Mobile Devices Can Dramatically Improve Literacy Rates In Developing Countries, Says UNESCO

A new report by UNESCO says that mobile devices can boost literacy rates in developing countries, potentially reaching almost all of the world’s population. Furthermore, an expensive tablet or smartphone is not necessary. In fact, many e-book readers use featurephones.

The report surveyed 5,000 people in Ethiopia, Ghana, India, Kenya, Nigeria, Pakistan, and Zimbabwe. “In places where physical books are scarce, mobile phones are plentiful. And while mobile phones are still used primarily for basic communication, even the simplest phones are a gateway to long-form text,” says the report, which was created in partnership with Nokia, which is still pegging a significant portion of its business on featurephones, and Worldreader, a free mobile reading platform that targets markets in Asia and Africa.

The report, which was released to coincide with World Book Day, cites data from the United Nations that says more than 6 billion people have access to a working phone, which it claims means that 6.8 billion people, or most of the world’s population, can potentially have access to reading material.

Just 18% of respondents said that data costs hindered them from mobile reading because e-book platforms. The report says that Worldreader Mobile can compress data and reduce cost of reading to just two to three cents for every 1,000 pages read. Of the people surveyed, only 18% said the cost of data was a concern, while 50% said they never worry about the price.

The report also found that girls and women in particular are benefiting from easier access to reading materials and read up to six times more than boys and men. Though 77% of mobile readers are male, women spend more time reading, or about 207 minutes per month. Men, on the other hand, spent 33 minutes per month. One-third of parents surveyed said they read regularly to their children from their mobile phones.

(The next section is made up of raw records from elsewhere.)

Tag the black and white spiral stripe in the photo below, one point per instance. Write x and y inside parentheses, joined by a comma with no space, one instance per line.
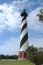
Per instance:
(24,35)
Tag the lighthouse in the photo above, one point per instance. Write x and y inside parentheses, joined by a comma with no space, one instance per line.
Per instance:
(23,53)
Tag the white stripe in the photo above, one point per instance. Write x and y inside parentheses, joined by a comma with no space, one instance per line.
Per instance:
(24,46)
(23,23)
(23,33)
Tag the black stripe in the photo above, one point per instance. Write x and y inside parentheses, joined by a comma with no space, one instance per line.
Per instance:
(24,40)
(24,26)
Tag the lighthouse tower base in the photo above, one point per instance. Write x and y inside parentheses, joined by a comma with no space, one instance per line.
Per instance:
(23,55)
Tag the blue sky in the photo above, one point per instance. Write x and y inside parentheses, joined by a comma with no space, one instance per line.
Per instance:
(10,22)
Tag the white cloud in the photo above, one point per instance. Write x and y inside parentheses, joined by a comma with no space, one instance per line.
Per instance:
(37,42)
(33,21)
(10,46)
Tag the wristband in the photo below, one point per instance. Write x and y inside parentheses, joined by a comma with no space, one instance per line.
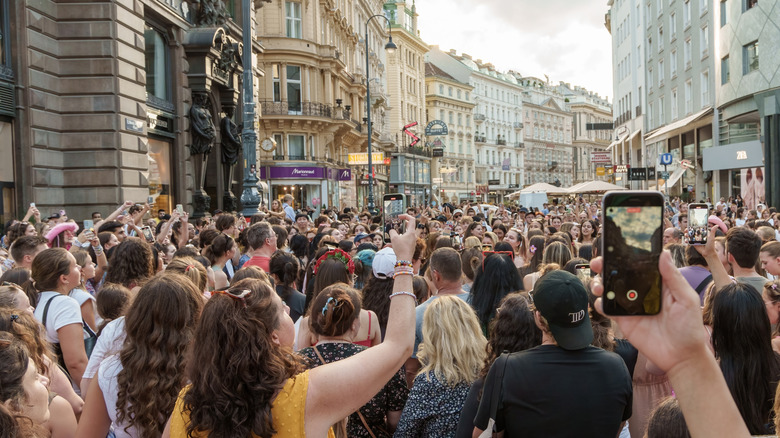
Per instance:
(395,294)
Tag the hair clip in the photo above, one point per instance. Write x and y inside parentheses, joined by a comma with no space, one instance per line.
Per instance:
(330,300)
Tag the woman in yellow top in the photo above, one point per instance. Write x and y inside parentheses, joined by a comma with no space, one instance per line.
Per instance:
(246,381)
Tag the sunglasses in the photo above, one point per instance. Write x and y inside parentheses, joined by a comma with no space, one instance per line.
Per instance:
(486,254)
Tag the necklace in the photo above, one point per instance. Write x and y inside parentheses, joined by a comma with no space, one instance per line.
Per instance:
(334,341)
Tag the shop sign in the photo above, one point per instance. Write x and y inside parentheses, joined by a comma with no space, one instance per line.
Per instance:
(277,172)
(600,157)
(436,127)
(361,158)
(620,168)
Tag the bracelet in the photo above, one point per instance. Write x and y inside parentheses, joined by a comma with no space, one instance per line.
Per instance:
(395,294)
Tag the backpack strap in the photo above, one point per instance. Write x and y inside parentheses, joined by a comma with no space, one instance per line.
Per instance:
(46,308)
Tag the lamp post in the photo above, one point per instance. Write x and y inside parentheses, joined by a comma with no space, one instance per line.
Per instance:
(390,47)
(250,197)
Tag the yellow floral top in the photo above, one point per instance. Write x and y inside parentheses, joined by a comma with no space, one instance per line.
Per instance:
(287,411)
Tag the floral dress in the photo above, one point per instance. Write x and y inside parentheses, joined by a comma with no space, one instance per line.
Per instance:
(390,398)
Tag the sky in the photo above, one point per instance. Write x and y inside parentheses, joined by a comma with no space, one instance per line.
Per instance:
(564,39)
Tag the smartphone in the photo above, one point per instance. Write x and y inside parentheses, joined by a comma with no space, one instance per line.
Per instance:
(147,232)
(394,205)
(583,272)
(698,216)
(632,244)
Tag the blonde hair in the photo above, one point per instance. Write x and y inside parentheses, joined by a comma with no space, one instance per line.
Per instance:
(454,346)
(472,242)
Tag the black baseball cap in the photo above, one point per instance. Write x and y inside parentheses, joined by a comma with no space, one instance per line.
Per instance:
(562,300)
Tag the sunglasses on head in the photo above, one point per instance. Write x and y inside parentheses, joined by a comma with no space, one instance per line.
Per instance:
(486,254)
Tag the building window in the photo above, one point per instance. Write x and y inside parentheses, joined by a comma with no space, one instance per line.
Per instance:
(157,66)
(704,41)
(688,98)
(293,17)
(277,83)
(705,88)
(296,145)
(687,53)
(750,57)
(294,88)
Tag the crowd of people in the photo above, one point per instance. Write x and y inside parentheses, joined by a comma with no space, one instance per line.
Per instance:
(150,324)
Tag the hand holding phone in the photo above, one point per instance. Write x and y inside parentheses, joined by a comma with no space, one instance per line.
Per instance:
(632,244)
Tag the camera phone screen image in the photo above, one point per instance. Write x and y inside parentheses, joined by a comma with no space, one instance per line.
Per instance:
(697,225)
(632,245)
(394,206)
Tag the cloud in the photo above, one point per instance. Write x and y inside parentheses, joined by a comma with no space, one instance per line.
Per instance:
(564,39)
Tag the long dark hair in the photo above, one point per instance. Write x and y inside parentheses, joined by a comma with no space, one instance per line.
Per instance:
(160,325)
(285,267)
(513,329)
(491,284)
(231,394)
(741,337)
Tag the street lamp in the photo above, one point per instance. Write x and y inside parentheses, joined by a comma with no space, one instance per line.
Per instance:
(250,197)
(390,47)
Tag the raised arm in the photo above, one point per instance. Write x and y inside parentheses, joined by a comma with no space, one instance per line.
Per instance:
(355,380)
(676,342)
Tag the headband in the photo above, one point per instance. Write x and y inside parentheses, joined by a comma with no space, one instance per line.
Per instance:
(339,255)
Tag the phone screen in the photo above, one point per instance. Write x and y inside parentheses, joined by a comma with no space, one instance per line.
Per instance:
(148,234)
(633,241)
(393,206)
(698,215)
(583,272)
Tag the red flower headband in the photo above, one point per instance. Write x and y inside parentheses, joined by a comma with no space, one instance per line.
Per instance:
(339,255)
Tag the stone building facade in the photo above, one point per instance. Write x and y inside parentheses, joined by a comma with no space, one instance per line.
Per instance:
(103,96)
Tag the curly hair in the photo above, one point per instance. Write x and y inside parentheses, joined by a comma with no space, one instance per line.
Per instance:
(231,394)
(160,325)
(25,328)
(132,262)
(513,329)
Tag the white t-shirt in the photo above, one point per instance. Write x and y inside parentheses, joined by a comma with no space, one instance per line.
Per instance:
(110,342)
(62,311)
(107,380)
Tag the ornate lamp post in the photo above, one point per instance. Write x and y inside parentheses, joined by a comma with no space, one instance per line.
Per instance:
(390,47)
(250,197)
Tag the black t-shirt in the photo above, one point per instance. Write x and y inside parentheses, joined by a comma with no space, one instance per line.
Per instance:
(551,392)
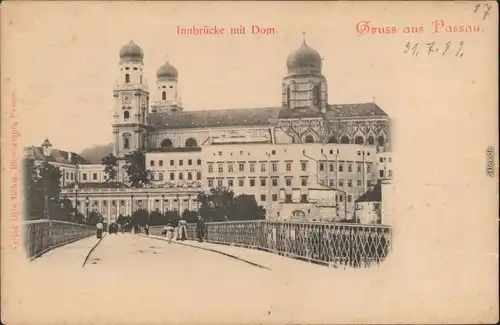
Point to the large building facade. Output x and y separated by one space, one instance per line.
305 159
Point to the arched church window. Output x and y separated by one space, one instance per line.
317 95
126 141
309 139
191 142
288 96
332 139
359 140
166 143
381 141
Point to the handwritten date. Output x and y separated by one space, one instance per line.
486 8
431 47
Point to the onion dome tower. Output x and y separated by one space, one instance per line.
304 85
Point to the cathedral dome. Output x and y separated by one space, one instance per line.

But there is still a lack of interesting content available and 60% of respondents said they consider that a barrier to reading on mobile devices. Popular genres, based on clicks per menu item on Worldreader Mobile, is romance, followed by books about religion. The most popular search terms were Harry Potter, Romeo and Juliet, Animal Farm, and Twilight.

Worldreader was founded in 2010 by David Risher, a former executive at Microsoft and Amazon, and Colin McElwee, a former marketing director at Barcelona’s ESADE Business School. Its goal is to provide more than one million mobile users with access to free e-books by the end of this year.